More people watched Dublin v Mayo than the Ireland v Denmark World Cup qualifier

Conan Doherty

The number one sport in the country.

The national game.

Football.

Which football? Gaelic football. Football.

More people tuned in to watch two counties play in a code of Gaelic Games than the amount of numbers who watched the whole country bid for a place in their first World Cup in 16 years.

Over 1.14 million souls watched Mayo lose to Dublin by a point in the final of the football championship (thought the game was dying and spectators were losing interest?).

Meanwhile, around 100,000 less people watched Ireland in the second leg at home to Denmark when a victory would’ve taken the country to the World Cup.

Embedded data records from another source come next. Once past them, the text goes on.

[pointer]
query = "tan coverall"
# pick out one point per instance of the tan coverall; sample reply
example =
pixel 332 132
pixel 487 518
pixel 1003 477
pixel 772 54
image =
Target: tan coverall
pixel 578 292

Two GAA encounters were in the top four television programmes watched in 2017 with the All-Ireland hurling final between Galway and Waterford coming in just under a million.

According to TAM Ireland, live sport accounted for seven of the top 10 most watched television shows in the country for 2017.

Nothing, of course, beat The Late Late Toy Show.

  1. The Late Late Toy Show – 1.35m
  2. Mayo v Dublin – 1.14m
  3. Ireland v Denmark – 1.04m
  4. Galway v Waterford – 916,500
  5. Wales v Ireland – 866,100

Three rugby games during the Six Nations made it into the top 10 too, narrowly edging out Mrs Brown’s Boys.

In 2016, soccer ruled the roost with 1.3 million people watching Ireland v France – over double that of any rugby audience for the year. However, despite some huge clashes in 2017, there was no major tournament for the ground ball and viewing figures naturally weren’t as high.

Kerry v Mayo in the All-Ireland semi-final (the first day) was the next biggest GAA offering outside of the two respective finals whilst, disappointingly for the 663,400 people who tuned in, Tyrone v Dublin was next.